Cet accord, ratifié unanimement par les députés ukrainiens début mai, acte d’un nouveau partenariat économique entre les deux pays. Il permet la création d’un fonds d’investissement pour la reconstruction de l’Ukraine. Au début des négociations, les Américains désiraient qu’à travers cet accord, l’Ukraine puisse rembourser l’aide reçu de Washington, mais la version finale de l’accord ne fait pas état de cette condition. Il s’agit d’un accord juste et équilibré. Les ressources précisées par cette accord (y compris les hydrocarbures) restent la propriété de l’Ukraine) mais les Etats-Unis y ont un accès prioritaire (l’accord précise que cette condition ne va pas à l’encontre de la volonté de l’Ukraine à se conformer à la réglementation de l’Union Européenne) pour leur exploitation.  
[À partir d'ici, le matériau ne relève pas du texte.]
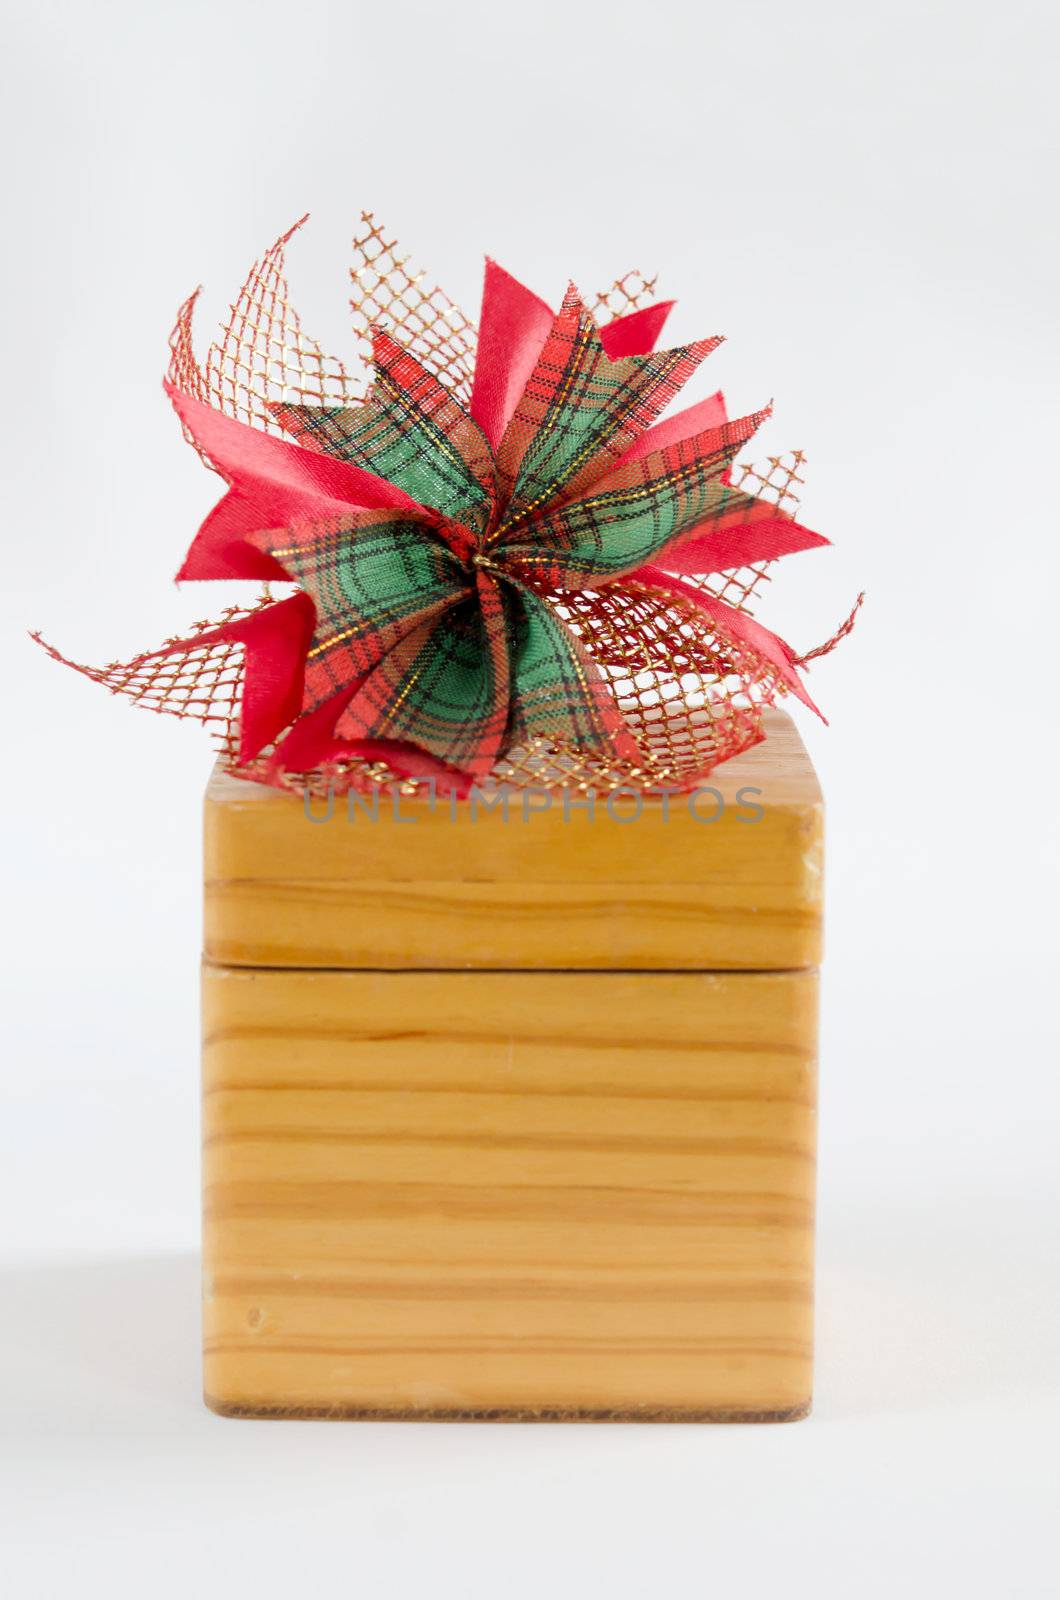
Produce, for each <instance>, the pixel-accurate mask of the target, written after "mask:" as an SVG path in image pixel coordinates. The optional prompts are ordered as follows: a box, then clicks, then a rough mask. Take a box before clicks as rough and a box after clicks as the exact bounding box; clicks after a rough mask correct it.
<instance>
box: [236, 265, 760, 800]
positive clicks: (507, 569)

D’un point de vue symbolique, ce traité  fait état d’une Ukraine, « libre, souveraine et sûre » et renforce l’engagement des Etats-Unis auprès de Kyiv.

Les objectifs de l’accord

Comme la déclaré le Président américain, grâce à cet accord, les Etats-Unis pourraient obtenir beaucoup plus que ce qu’ils ont versé à l’Ukraine, et c’est exactement l’approche poussée par les Ukrainiens, il s’agit de convaincre les Américains que la victoire de Kyiv aura beaucoup à apporter à leur pays. Cet accord complète un autre accord similaire conclu entre l’’Ukraine et l’Union Européenne en 2021sur les ressources naturelles du pays. Avec ce type de partenariat, l’’Ukraine espère renforcer ses liens avec les puissances occidentales, dans le but notamment de recevoir de nouveaux soutiens militaires, notamment des défenses anti-aériennes. Ces partenariats s’ils sont complétés par des garanties de sécurité (un point que Kyiv espère avancer) devraient rassurer de potentiels investisseurs. L’Ukraine est engagée dans une guerre longue avec la Russie, en plus de remporter victoires contre l’envahisseur russe, le pays doit poursuivre ses activités économiques. La résistance coûte cher et donc il y a un besoin important à soutenir l’économie. En 2024, le montant des investissements étrangers en Ukraine, se sont élevés à 3,3 milliards de dollars soit une baisse de plus de 25% par rapport à 2023. L’accord conclu avec les Etats-Unis doit impulser une nouvelle dynamique et permettre au pays de moderniser ses infrastructures économiques dans un contexte de guerre.

La reconstruction de l’Ukraine ne sera pas tâche aisée, mais avec cet accord, le Président Zelensky a réussi à avoir les Etats-Unis à ses côtés.

Slava Ukraini !  Слава Україні !

Auteur: Sébastien Goulard est le fondateur et rédacteur de Global Connectivities.